Relations between the United States and much of the Islamic world have been marked by mistrust and misunderstanding, particularly since the war in Iraq. A panel of Islamic experts says there are moves both sides can make to improve understanding.

Many Americans first became acquainted with Islam during the Iranian hostage crisis in 1979. Since then, many people in the United States perceive Islam as violent and intolerant. The United States, experts say, is widely seen in the Muslim world as a colonial power trying to redraw the map and fighting a war against their religion.

At a discussion co-sponsored by the World Council of Washington Wednesday, John Esposito, author of the book, What Everybody Needs to Know About Islam, and a professor of Muslim-Christian studies at Georgetown University, says the United States has a tough job when it comes to improving ties.

"What we're faced with today, and what any administration will be faced with is, in fact, a relationship with the Muslim world that requires, on the one hand, going after terrorists, and on the other hand, building bridges with the mainstream," he said.

Edward Gnehm, a former U.S. ambassador to Jordan and Kuwait, says the day after the 2001 terrorist attacks on the United States, nearly 4,000 Jordanian citizens came to the U.S Embassy in Amman to express their sorrow.

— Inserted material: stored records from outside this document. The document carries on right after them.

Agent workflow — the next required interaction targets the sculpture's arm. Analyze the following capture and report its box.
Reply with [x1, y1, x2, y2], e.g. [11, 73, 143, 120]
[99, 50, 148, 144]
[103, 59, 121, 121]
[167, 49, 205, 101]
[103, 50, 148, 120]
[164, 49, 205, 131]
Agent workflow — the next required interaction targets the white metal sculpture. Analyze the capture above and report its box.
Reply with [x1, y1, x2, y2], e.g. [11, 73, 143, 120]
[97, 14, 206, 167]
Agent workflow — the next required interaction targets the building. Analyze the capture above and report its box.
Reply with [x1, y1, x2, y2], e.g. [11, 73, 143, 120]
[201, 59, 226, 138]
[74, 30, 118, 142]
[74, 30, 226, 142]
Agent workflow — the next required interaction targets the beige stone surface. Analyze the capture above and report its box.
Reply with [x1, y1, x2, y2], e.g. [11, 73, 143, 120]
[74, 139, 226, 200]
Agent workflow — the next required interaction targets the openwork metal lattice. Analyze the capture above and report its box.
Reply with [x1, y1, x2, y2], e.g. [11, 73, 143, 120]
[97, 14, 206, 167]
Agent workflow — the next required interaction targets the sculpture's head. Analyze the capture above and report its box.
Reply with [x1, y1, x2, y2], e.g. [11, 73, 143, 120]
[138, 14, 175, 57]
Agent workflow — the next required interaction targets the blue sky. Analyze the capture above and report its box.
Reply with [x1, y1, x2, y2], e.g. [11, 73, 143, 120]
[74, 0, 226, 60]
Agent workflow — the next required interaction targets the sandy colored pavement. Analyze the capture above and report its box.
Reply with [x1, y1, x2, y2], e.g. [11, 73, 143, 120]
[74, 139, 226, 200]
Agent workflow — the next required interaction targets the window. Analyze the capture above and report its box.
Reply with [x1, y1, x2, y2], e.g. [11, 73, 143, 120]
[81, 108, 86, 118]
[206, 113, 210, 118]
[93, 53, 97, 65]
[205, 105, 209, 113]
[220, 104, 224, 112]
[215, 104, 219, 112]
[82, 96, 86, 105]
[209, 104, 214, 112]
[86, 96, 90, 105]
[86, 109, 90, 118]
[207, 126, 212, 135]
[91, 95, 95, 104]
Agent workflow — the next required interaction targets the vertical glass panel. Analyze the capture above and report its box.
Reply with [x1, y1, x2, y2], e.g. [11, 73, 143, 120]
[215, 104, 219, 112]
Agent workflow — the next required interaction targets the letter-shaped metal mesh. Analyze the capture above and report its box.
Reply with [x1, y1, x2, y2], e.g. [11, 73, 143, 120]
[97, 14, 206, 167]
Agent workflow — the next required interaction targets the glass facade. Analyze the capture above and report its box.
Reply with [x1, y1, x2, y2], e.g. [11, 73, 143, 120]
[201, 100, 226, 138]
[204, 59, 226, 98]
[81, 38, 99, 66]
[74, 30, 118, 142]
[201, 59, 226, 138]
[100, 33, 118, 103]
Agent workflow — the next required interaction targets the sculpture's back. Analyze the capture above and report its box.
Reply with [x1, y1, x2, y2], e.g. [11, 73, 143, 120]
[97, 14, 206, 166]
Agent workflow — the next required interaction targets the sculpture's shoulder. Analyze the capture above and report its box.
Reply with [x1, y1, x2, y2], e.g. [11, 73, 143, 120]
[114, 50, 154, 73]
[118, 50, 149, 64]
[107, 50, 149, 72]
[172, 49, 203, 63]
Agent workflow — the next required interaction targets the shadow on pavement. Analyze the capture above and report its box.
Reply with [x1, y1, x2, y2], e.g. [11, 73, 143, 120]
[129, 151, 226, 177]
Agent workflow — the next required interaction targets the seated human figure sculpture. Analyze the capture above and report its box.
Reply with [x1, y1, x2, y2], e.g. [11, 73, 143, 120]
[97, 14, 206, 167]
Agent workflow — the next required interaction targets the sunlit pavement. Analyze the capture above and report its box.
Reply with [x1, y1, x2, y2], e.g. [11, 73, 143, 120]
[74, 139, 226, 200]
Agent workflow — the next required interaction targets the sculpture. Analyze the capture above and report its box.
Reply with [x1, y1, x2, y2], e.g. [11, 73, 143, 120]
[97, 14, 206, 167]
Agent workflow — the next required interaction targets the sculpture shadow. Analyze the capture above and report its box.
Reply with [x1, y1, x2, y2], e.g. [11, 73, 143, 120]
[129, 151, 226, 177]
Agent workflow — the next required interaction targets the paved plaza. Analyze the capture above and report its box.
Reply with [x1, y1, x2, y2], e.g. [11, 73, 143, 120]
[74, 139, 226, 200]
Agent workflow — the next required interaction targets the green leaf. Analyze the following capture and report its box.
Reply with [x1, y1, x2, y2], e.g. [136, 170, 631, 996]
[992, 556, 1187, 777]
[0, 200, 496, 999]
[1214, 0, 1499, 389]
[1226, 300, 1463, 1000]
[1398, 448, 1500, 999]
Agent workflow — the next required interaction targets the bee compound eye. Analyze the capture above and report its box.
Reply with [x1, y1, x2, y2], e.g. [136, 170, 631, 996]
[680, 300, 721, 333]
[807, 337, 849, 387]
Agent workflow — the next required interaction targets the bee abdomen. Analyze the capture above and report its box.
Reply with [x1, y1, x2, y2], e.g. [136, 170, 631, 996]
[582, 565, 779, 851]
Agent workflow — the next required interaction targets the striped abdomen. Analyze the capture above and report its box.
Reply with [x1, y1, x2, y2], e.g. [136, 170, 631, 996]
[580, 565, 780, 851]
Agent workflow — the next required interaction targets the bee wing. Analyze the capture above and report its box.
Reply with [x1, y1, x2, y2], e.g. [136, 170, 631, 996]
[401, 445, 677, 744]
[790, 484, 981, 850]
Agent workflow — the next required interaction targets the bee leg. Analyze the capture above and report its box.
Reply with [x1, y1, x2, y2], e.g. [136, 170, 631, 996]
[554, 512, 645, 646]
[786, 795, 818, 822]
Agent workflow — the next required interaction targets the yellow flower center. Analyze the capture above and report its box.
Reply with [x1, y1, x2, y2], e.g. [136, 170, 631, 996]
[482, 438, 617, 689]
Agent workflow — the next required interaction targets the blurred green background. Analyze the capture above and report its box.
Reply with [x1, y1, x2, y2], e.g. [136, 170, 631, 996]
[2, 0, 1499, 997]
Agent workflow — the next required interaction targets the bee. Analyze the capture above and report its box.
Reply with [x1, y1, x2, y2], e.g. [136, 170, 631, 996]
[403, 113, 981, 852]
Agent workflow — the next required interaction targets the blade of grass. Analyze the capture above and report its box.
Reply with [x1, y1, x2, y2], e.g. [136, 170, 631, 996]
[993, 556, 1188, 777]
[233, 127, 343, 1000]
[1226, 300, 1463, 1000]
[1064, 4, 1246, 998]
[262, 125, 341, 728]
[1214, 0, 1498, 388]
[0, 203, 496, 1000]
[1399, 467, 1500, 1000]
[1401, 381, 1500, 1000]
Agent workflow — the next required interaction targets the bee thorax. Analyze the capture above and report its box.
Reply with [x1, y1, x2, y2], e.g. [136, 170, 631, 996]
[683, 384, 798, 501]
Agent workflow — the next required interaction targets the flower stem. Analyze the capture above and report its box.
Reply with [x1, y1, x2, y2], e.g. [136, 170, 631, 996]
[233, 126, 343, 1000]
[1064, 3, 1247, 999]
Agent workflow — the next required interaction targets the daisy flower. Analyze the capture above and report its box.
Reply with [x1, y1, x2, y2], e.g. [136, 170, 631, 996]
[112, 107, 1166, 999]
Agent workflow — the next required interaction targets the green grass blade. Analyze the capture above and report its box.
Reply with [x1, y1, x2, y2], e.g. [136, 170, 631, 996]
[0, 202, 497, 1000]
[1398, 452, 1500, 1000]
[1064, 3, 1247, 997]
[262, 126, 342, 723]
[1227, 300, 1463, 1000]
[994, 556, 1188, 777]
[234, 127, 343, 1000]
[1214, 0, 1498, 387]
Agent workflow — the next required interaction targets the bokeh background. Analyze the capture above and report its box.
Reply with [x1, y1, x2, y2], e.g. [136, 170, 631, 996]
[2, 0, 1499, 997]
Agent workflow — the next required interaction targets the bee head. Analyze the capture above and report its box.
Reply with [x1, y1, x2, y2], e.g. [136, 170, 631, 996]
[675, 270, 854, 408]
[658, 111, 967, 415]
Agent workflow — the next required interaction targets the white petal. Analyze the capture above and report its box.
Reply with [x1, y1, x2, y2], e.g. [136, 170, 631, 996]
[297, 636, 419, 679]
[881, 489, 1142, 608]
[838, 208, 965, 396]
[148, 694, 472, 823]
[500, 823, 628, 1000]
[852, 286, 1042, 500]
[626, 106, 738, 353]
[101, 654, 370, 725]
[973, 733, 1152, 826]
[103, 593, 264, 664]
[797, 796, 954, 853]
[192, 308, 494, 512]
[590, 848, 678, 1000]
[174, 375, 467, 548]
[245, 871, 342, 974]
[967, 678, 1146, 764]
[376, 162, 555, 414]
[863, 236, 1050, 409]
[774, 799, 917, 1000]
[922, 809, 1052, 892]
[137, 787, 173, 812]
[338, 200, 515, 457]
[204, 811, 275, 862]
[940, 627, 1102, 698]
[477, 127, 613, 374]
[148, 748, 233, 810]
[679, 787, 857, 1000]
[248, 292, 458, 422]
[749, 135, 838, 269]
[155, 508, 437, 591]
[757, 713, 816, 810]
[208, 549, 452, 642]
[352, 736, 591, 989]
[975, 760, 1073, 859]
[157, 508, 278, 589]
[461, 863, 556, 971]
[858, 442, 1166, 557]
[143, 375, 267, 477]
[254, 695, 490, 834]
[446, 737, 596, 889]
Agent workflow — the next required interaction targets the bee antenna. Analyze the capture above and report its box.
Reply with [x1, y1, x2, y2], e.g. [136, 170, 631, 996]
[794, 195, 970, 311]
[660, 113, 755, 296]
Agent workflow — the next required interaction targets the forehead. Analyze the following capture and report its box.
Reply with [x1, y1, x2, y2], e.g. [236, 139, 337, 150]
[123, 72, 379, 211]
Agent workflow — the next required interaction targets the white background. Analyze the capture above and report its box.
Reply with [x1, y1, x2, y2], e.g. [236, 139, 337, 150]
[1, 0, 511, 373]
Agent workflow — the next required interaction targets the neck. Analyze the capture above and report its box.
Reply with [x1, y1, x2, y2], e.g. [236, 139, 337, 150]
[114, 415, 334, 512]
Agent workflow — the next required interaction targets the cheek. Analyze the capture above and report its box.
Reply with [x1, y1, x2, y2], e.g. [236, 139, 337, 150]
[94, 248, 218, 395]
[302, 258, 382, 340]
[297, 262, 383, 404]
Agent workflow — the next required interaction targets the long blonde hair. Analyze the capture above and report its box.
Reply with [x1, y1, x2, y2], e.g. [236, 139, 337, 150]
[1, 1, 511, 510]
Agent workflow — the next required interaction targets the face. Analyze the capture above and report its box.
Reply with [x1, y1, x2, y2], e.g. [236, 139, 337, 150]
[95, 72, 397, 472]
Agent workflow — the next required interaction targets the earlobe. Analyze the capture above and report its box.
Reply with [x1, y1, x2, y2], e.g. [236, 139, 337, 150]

He says the seeds for better ties are there, but that efforts by the United States to protect itself at its borders, could be alienating those who seek improved ties.

"The impact of very stringent visa regulations, and the way we treat visitors now when they arrive in the United States is, in fact, to humiliate and make [travel to the United States] more difficult [for] the very group of Arabs who are pro-American, and tend to want to have a relationship with us, from coming here," he said.

The panelists noted that the United States is critical of repressive policies in many Muslim countries that severely limit opposition and women's rights.

Helah Esfandiari, a former official of the Women's Organization of Iran, says countries in the Middle East that are opposed to building more liberal societies cannot just blame the West for regional problems.

"In Iran, reformist parliamentarians were disqualified, and conservatives are now gaining the upper hand in Iran once again, once again trying to turn the clock back," she said. "It is not always the West that is at fault, when it comes to the region. We in the region must also show an effort and a will to advance."

The United States has been pursuing programs to forge understanding between the Muslim world and America. President Bush has called Islam a religion of hope and comfort to more than one billion people, and stressed that the war on terrorism is not a war on Islam.